Pricing verified from the official gptme website and GitHub repository. Always check the official sources for the latest pricing.

Tech Details

  • Type: CLI Agent (open source, self-hosted)
  • IDEs / Interfaces: Terminal / shell; no IDE integration currently
  • Key features: Multi-provider LLM routing, persistent autonomous agents, shell command execution, code writing and running, web browsing, MCP support, self-modifying workspace
  • Privacy / hosting: Fully local execution; no third-party servers unless you choose a cloud LLM provider
  • Models / context: Anthropic Claude, OpenAI GPT-4, Google Gemini, local models via Ollama/LM Studio; context window depends on chosen model
  • License: MIT (open source)
  • Latest version: v0.31.0 (December 2025)
  • Language: Python

When to Choose This Over Claude Code

  • You need provider flexibility — e.g., use Claude for some tasks, GPT-4 or local models for others — without switching tools.
  • You work in environments with strict data privacy requirements and need 100% local execution with no cloud dependencies.
  • You want to run long autonomous agent loops (e.g., fix-test-commit cycles) without being prompted for every step.
  • You are building or researching custom agent workflows and need an auditable, extensible open-source codebase to modify.
  • You want to avoid per-seat SaaS costs and only pay for raw LLM API token consumption.
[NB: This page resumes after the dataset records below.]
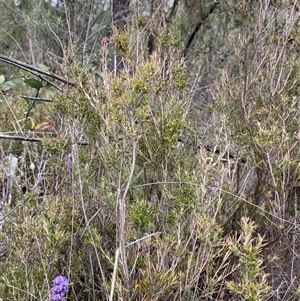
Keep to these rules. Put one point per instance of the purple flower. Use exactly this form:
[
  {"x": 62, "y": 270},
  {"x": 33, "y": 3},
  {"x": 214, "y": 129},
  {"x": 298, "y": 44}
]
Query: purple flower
[
  {"x": 215, "y": 188},
  {"x": 60, "y": 288}
]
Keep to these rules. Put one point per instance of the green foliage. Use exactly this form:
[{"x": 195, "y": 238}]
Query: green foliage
[
  {"x": 250, "y": 281},
  {"x": 111, "y": 198}
]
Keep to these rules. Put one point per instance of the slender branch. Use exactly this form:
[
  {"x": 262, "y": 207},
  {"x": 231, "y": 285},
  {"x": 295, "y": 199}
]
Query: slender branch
[
  {"x": 34, "y": 139},
  {"x": 35, "y": 71},
  {"x": 20, "y": 138},
  {"x": 214, "y": 149},
  {"x": 196, "y": 29},
  {"x": 36, "y": 98}
]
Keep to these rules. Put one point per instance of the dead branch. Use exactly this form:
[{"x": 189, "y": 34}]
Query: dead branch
[{"x": 36, "y": 71}]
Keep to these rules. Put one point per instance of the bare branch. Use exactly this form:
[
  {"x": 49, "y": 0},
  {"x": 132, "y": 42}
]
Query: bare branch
[{"x": 36, "y": 71}]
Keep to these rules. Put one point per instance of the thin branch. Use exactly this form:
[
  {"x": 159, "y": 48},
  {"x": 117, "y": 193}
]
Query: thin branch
[
  {"x": 196, "y": 29},
  {"x": 36, "y": 98},
  {"x": 20, "y": 138},
  {"x": 35, "y": 71}
]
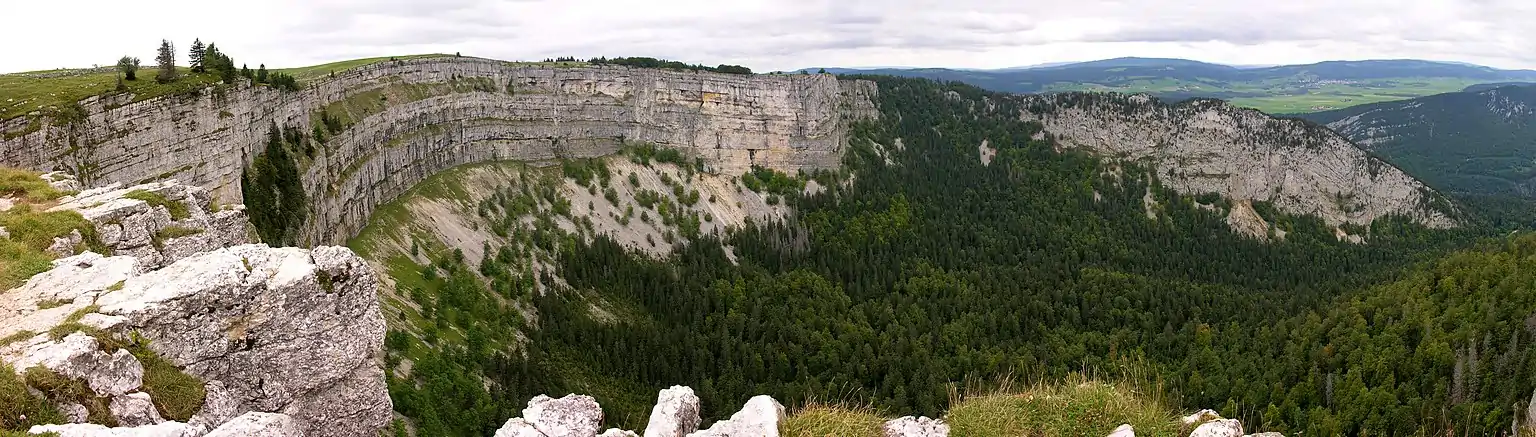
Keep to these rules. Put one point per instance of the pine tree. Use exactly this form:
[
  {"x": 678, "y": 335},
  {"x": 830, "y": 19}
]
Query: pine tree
[
  {"x": 197, "y": 57},
  {"x": 168, "y": 62},
  {"x": 128, "y": 66}
]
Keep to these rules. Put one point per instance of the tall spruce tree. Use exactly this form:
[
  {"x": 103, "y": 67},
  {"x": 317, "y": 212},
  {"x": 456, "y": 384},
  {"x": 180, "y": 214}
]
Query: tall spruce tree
[
  {"x": 195, "y": 55},
  {"x": 168, "y": 62}
]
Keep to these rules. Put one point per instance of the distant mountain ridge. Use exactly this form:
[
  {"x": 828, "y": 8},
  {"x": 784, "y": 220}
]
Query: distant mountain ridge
[
  {"x": 1467, "y": 143},
  {"x": 1275, "y": 89}
]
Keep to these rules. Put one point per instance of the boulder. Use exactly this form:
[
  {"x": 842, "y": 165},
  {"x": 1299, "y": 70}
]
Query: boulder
[
  {"x": 134, "y": 410},
  {"x": 80, "y": 356},
  {"x": 74, "y": 413},
  {"x": 281, "y": 330},
  {"x": 1200, "y": 417},
  {"x": 258, "y": 425},
  {"x": 676, "y": 413},
  {"x": 916, "y": 427},
  {"x": 759, "y": 417},
  {"x": 91, "y": 430},
  {"x": 131, "y": 226},
  {"x": 518, "y": 428},
  {"x": 570, "y": 416},
  {"x": 1218, "y": 428},
  {"x": 268, "y": 330},
  {"x": 62, "y": 181}
]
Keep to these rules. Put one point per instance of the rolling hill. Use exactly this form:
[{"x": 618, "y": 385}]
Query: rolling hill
[
  {"x": 1466, "y": 143},
  {"x": 1277, "y": 89}
]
When Claude Code May Be a Better Fit

  • You want deep, out-of-the-box integration with Anthropic's latest Claude models (200K context, Claude 3.5 Sonnet) without manual configuration.
  • You prefer a managed, commercially supported product with a dedicated support channel rather than a community-maintained open-source tool.
  • Your team needs quick onboarding with minimal environment setup — Claude Code's authentication is handled centrally, reducing friction for non-technical team members.

Conclusion

gptme is a technically sophisticated, privacy-respecting alternative to Claude Code for developers who want full control over their AI coding agent — from model choice to execution environment. Its MIT license, active development cadence, and MCP support make it a strong foundation for teams building autonomous developer tooling. If terminal-native workflows and open-source auditability are priorities, gptme deserves serious evaluation.

Sources

FAQ

Is gptme free to use?

Yes. The gptme CLI is free and open source (MIT license). You only pay for the LLM API tokens from your chosen provider (Anthropic, OpenAI, Google, etc.). There is no gptme subscription fee for the self-hosted version.

Can I use gptme with Claude (Anthropic) models?

Yes. gptme supports Anthropic's Claude models natively. You configure your Anthropic API key as an environment variable and select Claude as your provider. You can also switch to OpenAI, Google Gemini, or a local model in the same installation.

Does gptme work offline or on air-gapped machines?

Yes, if you use a local model backend (e.g., Ollama with a locally downloaded model). gptme itself runs entirely on your machine. Cloud LLM providers (Anthropic, OpenAI, Google) require internet access, but you can substitute them with local inference.

What is the difference between gptme and gptme.ai?

gptme is the open-source CLI agent you can self-host today (MIT license, GitHub). gptme.ai is a planned managed cloud service that has been announced but not yet launched as of early 2026. The CLI tool is fully functional and actively maintained regardless of the cloud service launch status.

Does gptme support MCP (Model Context Protocol)?

Yes. gptme has built-in MCP support, allowing it to connect with external tools, databases, and APIs that expose MCP-compatible interfaces. This enables integration with a growing ecosystem of MCP servers without requiring custom connector code.